Mullen did not defend the military institution from politicization, he made it clear he would conform the military institution to the social engineering policies and attitudes of an Administration. From this point on, Admiral Mullen established a significant precedent for the uniformed military, service for a GO/FO was about conformance, not performance.
Peacetime GO/FOs are not the same as wartime/war winning GO/FOs. In World War II and even Korea, many GO/FOs were fired, relieved, replaced, or retired before we established our war-winning generals. The modern Peacetime GO/FO Club would not accept Gen. Patton from WWII or Gen. Grant from the Civil War into their midst. Peacetime GO/FOs are naturally very inclined toward big government, the deep state, and conformance to a common narrative. Why would they want to kill off the culture that created them?
When I attended Army War College and the new post Senior Service College of Joint Professional Military Education, the preparatory schools and pre-requisites for consideration for promotion into the GO/FO ranks—the indoctrination toward progressive thought patterns was very noticeable—and any different thinking was routinely called out and declared “closed-minded.”
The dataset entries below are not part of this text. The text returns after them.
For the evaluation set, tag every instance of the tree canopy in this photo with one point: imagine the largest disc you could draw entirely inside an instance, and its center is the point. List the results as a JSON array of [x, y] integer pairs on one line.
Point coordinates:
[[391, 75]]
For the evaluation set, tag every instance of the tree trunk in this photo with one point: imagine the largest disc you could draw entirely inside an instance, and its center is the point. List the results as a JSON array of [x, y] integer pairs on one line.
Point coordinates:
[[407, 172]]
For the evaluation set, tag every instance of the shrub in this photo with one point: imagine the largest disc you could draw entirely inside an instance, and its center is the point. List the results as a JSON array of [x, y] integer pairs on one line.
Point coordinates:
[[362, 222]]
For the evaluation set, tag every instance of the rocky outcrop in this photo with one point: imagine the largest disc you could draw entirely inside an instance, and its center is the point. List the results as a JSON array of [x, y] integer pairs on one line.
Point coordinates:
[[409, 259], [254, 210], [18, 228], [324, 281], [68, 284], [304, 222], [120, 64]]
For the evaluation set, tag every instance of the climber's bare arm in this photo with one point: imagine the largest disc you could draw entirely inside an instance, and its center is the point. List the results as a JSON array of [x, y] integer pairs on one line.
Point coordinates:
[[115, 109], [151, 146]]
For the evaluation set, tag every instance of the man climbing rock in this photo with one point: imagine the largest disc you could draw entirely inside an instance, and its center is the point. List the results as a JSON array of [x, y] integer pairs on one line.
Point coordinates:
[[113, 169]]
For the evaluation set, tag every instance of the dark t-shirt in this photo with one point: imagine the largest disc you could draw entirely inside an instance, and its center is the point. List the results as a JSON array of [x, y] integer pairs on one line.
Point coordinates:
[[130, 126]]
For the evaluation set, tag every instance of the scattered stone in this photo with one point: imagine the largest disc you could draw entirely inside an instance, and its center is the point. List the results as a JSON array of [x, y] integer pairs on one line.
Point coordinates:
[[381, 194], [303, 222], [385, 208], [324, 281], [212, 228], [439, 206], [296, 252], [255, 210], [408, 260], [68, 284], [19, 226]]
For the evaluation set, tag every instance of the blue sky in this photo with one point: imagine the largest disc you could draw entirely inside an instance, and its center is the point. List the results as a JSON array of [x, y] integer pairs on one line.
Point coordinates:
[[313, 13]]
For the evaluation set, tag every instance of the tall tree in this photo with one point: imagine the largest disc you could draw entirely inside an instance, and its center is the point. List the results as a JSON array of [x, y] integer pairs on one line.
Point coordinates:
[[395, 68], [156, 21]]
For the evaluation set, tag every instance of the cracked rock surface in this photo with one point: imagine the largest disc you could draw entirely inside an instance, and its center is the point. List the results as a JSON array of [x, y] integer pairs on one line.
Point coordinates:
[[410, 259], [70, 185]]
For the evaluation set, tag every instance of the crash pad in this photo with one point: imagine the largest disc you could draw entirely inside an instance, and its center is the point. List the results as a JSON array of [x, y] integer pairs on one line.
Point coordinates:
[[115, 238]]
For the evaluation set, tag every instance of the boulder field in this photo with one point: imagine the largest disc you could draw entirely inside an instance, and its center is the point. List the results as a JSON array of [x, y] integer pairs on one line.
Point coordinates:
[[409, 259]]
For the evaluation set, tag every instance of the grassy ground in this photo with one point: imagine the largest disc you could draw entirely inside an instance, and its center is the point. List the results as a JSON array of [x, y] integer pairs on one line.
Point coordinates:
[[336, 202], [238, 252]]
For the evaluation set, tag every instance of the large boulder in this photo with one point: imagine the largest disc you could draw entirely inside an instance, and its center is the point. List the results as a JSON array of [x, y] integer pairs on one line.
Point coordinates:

At Army War College I was admonished and had a paper rejected because of my reference to the immoral nature of the one-child policy in China and forced abortion. I was directed to remove this reference.
Over the Guardrail
General Milley, the Chairman of the Joint Chiefs of Staff, ran right up to the guardrail and possibly leaned over the guard rail with his comments on June 23, 2021 in front of a House Committee on Armed Services.By merely using the talking point of Black Lives Matters and Antifa, Milley took sides on a domestic matter. This was a crossing of the Rubicon in the role of the Military in civil society in America. I don’t believe there’s any such precedent for the senior military to break from focusing on foreign threats such as China, Russia, or Iran and looking back over their shoulder into a volatile and opinionated subject area in the domestic arena.
Is this faux intellectualism? Patton was an avid reader of historical readings, often of the opposition.
But Patton showed results by winning wars. What is Milley’s track record in winning wars and building deterrence capacity? I don’t believe he’s won a war and the Pentagon is wobbly on building deterrence capacity and has instead focused on a McCarthy like witch hunt for the boogeyman of White Extremists, which likely do exist, but in extremely small numbers.
She is the product of the evolving culture of the Department of Defense and General Milley is ultimately responsible for this disturbing distraction from the core mission of DOD. These are not good indicators of the direction of the DOD
General Milley’s comments give great pause for reflection. Yes, there are issues with justice and injustice in American society, however the core mission of the military is to defend America and deter aggressors such as China, Russian, and Iran.
Delving into domestic and societal issues is questionable at best and is a significant inhibitor to generating deterrent capability to ensure the possibility of large-scale conflict between America and aggressive totalitarian states is minimized. There are other leaders and processes to take care of real and perceived injustices in our incredible republic.